I’d like to start with childcare. To me, we should never be asking the question, “Are we going to provide childcare?” Instead, I’d suggest the question, “How are we going to provide childcare?” Do we need to step up our donations so that we can hire a paid person to take on this role? Or do we need to set up some kind of rotation-based system so that we all provide childcare, so that parents do not have to fill this role themselves instead of participating in meeting activities? Or do we need to find a third option?
Sometimes Friends say: Childcare isn’t enough. There should be meaningful programming for children. Well, yes. Ideally, there should, and many meetings are working on this. But to me, using this statement as an argument against childcare is akin to saying, “The roof really needs to be replaced entirely, so we shouldn’t put a bucket under the leak.” Let’s start with doing everything we can right now, and we’ll move forward from there.
Sometimes Friends say: When I was young, I hired my own baby-sitter for my kids when I went to meeting functions, and that was fine. I’m genuinely grateful that these Friends were able to do that. For many, financially or logistically, it is not an option. It’s akin to saying, “There are buckets around someplace. If the roof is leaking on you, find a bucket. That’s what I’ve always done.” Possibly true, but not very welcoming or loving.
Sometimes Friends say: It’s just part of the natural cycle that parents can’t do as much when they have young children. We need to understand that people will sort of disappear from most meeting activities for awhile. They’ll come back when they can. There’s nothing we can do about the fact that parents are busy and tired. It’s true that parents are busy and tired. But there’s a difference between the parent who can’t come to a meeting function because she’s busy and tired and the parent who can’t come to a meeting function because there’s no one to care for her kids. One of those is out of our control; the other is not. It’s a cop-out to say that because we can’t solve every problem in its entirety, we can just sit back and accept the fact that things are hard. It’s like saying, “We can’t stop the rain, so we might as well not worry about the roof.”

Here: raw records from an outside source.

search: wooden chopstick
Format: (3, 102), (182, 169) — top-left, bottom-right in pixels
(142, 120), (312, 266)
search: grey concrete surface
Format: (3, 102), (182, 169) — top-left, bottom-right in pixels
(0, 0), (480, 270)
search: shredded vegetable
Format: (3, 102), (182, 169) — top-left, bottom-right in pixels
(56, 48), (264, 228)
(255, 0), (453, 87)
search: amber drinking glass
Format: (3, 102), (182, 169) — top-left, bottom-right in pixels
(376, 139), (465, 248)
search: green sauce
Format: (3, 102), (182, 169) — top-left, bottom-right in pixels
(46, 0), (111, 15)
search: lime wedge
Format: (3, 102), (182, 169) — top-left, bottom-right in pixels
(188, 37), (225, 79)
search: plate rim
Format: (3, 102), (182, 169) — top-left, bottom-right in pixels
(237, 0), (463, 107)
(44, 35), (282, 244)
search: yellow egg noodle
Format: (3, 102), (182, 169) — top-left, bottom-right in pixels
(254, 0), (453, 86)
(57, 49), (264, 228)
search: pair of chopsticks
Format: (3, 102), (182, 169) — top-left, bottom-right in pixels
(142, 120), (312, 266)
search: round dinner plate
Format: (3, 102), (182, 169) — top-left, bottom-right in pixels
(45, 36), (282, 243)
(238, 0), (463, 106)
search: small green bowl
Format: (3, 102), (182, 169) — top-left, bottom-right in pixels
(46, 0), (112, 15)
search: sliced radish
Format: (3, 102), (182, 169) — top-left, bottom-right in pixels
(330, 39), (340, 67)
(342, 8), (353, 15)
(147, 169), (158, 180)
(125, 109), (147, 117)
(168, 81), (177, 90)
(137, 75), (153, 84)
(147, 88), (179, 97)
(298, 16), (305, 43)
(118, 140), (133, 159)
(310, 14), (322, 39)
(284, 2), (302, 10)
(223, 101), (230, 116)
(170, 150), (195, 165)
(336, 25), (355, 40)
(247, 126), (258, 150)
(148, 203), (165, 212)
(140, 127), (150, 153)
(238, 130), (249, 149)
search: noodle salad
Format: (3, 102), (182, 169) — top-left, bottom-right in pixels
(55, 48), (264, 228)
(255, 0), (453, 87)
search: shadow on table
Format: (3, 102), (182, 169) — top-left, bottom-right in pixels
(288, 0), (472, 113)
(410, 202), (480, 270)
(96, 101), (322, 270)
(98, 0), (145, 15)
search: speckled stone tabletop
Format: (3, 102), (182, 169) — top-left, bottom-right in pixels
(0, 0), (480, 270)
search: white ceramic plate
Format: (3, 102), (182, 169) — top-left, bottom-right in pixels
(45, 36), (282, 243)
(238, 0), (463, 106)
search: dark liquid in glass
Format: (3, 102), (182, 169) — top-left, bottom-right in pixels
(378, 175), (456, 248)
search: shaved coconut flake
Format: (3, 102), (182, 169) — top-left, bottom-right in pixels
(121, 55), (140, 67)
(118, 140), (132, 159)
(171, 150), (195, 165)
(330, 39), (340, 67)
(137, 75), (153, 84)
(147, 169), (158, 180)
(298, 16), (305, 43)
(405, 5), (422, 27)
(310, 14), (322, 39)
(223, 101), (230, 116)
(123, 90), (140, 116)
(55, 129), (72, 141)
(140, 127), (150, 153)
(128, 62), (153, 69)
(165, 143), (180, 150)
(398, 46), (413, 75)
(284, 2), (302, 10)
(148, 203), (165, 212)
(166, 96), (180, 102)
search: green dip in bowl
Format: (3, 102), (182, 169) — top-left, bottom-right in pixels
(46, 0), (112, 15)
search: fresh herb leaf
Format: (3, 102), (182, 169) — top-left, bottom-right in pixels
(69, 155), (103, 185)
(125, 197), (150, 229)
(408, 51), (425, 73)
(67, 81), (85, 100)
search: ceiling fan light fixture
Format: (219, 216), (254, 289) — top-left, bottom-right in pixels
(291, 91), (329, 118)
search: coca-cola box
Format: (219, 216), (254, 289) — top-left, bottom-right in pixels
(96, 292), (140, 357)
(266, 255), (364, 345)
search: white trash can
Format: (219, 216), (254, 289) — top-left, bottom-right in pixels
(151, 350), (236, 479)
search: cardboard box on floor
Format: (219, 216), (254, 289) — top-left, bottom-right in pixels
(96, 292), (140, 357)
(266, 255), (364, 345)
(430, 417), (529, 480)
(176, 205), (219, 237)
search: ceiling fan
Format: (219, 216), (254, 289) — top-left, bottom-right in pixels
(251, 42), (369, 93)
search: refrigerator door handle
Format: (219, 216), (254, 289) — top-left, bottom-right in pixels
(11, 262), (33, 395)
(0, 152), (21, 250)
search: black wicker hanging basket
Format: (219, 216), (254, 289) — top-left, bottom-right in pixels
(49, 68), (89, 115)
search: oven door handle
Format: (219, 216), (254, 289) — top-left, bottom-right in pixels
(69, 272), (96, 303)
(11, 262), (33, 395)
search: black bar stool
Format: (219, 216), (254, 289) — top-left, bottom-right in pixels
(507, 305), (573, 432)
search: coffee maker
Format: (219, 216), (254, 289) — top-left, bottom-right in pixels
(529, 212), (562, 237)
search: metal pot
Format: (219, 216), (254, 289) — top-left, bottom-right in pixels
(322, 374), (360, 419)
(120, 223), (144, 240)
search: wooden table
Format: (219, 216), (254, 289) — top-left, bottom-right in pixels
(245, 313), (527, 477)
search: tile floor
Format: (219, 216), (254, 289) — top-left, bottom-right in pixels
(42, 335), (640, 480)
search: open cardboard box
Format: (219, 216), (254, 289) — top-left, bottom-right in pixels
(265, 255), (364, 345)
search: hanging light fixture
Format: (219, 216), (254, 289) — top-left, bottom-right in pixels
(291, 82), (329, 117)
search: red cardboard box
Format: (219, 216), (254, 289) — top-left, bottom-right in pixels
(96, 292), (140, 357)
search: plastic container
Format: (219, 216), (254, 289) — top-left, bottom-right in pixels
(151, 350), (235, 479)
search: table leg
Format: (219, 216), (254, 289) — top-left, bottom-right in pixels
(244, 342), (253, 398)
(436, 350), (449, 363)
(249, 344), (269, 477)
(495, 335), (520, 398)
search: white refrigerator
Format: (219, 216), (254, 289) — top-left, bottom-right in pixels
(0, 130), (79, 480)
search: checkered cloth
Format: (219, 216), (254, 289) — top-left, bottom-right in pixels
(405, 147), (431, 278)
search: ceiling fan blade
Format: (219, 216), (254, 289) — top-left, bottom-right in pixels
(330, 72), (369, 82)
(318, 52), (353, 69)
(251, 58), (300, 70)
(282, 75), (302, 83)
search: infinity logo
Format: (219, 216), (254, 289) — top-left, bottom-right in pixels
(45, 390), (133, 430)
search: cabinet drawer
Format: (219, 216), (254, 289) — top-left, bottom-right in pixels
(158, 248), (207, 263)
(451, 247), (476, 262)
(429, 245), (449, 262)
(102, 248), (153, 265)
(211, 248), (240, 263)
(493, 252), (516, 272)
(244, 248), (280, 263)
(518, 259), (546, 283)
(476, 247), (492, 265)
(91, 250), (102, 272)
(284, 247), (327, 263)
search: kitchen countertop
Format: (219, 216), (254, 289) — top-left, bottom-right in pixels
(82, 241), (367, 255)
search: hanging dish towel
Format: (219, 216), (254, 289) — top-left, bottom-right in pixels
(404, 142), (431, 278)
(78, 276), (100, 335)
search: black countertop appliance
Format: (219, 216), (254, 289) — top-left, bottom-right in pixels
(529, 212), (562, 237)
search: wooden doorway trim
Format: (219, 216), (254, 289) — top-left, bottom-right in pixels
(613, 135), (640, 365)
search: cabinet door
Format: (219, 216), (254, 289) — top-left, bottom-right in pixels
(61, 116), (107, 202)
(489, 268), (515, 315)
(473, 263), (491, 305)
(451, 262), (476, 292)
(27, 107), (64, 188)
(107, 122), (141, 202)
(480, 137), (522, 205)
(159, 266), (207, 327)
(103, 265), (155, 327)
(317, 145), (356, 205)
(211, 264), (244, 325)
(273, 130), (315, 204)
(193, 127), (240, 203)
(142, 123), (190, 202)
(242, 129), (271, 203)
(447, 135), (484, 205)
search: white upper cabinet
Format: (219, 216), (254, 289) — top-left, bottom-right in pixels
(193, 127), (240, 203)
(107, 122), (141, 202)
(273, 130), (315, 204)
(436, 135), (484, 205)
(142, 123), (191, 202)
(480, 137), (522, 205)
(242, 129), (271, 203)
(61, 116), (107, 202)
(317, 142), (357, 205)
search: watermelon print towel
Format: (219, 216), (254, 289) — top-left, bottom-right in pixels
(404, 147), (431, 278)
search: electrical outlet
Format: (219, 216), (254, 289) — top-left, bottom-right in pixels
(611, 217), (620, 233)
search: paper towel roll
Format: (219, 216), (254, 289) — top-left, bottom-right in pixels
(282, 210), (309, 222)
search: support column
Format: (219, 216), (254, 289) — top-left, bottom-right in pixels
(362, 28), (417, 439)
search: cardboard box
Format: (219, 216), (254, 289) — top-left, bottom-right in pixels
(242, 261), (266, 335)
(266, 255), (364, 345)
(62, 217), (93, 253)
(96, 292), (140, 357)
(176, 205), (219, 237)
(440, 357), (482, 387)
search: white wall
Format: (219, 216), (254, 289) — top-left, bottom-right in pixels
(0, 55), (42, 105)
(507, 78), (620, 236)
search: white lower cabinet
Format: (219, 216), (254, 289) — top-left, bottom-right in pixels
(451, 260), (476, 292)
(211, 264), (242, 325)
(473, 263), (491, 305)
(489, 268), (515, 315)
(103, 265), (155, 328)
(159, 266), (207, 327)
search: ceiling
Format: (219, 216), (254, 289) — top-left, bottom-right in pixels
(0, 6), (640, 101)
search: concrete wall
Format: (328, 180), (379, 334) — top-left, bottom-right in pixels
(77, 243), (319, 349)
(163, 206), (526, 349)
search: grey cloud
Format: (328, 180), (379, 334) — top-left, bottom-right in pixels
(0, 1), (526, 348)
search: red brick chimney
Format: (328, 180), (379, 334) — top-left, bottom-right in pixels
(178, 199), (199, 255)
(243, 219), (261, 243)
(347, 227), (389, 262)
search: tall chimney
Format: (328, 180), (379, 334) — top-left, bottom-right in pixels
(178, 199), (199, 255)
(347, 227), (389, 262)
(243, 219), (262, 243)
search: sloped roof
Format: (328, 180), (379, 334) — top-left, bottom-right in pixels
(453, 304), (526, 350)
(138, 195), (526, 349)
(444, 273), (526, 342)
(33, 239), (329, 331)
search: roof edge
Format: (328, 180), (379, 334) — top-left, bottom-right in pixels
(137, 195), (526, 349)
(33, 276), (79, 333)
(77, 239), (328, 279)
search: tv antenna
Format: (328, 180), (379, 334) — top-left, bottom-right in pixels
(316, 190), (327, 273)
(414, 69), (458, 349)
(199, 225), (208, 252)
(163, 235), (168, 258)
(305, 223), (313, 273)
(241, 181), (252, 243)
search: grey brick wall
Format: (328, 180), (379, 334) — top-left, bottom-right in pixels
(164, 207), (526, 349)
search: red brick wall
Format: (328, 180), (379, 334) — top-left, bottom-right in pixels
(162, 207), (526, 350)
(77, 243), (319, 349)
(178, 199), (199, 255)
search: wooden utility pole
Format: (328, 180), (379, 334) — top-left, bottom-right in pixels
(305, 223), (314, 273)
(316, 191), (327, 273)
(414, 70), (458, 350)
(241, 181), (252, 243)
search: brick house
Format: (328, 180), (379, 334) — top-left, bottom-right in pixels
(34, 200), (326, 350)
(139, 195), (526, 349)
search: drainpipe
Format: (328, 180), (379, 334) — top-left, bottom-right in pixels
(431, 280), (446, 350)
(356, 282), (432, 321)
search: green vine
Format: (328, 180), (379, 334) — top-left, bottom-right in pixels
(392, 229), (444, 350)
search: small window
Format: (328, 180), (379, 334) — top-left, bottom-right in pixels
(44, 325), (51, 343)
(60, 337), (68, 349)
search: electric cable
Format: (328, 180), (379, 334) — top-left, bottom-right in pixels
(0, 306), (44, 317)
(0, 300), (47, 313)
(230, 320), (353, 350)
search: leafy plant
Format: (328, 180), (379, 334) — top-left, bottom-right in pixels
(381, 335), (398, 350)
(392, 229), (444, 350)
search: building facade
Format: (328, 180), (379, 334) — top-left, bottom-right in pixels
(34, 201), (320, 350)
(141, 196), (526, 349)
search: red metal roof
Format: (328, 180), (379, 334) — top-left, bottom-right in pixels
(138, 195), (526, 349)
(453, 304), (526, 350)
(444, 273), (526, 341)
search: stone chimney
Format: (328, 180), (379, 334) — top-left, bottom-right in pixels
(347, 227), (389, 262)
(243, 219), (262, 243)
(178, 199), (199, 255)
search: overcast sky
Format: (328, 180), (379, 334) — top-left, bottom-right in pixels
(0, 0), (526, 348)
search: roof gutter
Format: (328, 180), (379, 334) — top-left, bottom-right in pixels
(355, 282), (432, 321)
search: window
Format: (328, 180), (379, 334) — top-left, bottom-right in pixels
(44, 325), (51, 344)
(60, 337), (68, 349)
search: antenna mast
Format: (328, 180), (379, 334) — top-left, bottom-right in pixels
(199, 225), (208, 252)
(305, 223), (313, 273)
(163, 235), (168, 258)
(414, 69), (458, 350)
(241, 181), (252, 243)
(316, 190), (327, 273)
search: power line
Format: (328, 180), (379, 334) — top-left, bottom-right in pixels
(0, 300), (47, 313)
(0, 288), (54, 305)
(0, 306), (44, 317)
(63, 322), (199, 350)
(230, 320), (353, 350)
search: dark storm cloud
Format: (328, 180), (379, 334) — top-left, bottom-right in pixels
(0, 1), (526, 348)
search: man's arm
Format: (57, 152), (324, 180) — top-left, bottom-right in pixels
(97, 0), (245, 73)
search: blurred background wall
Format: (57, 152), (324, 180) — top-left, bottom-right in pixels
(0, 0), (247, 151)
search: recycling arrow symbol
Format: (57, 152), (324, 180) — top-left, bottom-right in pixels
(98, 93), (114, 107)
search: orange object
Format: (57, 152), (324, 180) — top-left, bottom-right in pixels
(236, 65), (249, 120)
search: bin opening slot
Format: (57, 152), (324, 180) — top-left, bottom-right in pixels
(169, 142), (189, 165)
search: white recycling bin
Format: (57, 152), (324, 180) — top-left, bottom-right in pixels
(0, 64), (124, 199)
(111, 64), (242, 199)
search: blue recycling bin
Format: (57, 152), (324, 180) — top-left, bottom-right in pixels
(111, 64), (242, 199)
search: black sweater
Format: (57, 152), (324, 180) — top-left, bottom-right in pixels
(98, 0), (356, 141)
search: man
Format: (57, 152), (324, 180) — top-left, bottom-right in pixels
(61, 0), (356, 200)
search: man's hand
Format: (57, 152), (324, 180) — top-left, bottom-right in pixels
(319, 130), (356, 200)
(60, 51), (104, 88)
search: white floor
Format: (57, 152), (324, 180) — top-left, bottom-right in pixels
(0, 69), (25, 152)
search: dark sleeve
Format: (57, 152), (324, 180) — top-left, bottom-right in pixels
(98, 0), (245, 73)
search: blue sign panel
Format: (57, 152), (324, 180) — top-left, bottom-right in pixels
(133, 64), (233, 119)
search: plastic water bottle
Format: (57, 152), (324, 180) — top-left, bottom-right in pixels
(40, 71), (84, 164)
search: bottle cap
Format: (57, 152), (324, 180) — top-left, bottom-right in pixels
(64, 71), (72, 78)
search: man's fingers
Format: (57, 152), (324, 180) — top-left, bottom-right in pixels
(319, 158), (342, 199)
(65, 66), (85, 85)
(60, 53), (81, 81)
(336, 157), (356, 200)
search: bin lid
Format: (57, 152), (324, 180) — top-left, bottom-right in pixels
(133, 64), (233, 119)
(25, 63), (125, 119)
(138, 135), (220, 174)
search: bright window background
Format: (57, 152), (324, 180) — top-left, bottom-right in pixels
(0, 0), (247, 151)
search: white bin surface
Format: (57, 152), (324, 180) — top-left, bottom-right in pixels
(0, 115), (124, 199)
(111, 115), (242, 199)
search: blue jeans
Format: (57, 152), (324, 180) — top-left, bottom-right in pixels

So here’s my point – childcare should be assumed. No parent should ever have to ask, before coming to a Quaker function, “What will I do with my kids?” In those rare cases when childcare is not provided, Friends should expect to welcome the presence of young children in the room while the meeting or activity is happening, and we should be prepared for whatever noise or physical disruption that may come with that. Having soft toys, coloring books, snacks, and a few pillows in the room will probably help.
Childcare alone, though, isn’t enough. As I said earlier, parenting is a ministry—a vital and difficult one—and should be supported in the same ways that Friends ideally support other ministries. Parents need regular spiritual care. They need someone looking out for their temporal needs. And they need the opportunity to have time with their peers.
Spiritual care . . . do we provide interactive religious education opportunities for parents so that they may learn and grow? Do we pray for the parents in our meetings? Do we have and use queries about parenting as a ministry?
Temporal needs . . . do we check with parents and ask them how they are doing? Do we provide snacks at meeting events that are healthy and tasty for those who might be coming straight from dropping kids off at afternoon or weekend activities? Do we offer to watch someone’s children for a few hours so that they can take a nap? Do we notice and offer assistance when a parent seems to be struggling?
Time with their peers . . . do we give parents lots of opportunities to speak with other parents, either those currently raising children or those who have done so in the past? Are we open to parents expressing their frustrations? Do we listen, or are we quick to start giving advice? In my own yearly meeting, we’ve started establishing Quaker Family Meet-ups for clusters of several meetings. It’s a simple recipe—worship sharing for parents (who can attend with or without their kids), childcare in another space, and snacks for everybody. We’re also working on a series of evening conversations for parents through video conferencing.
How else can we Friends prioritize the nurture of parents?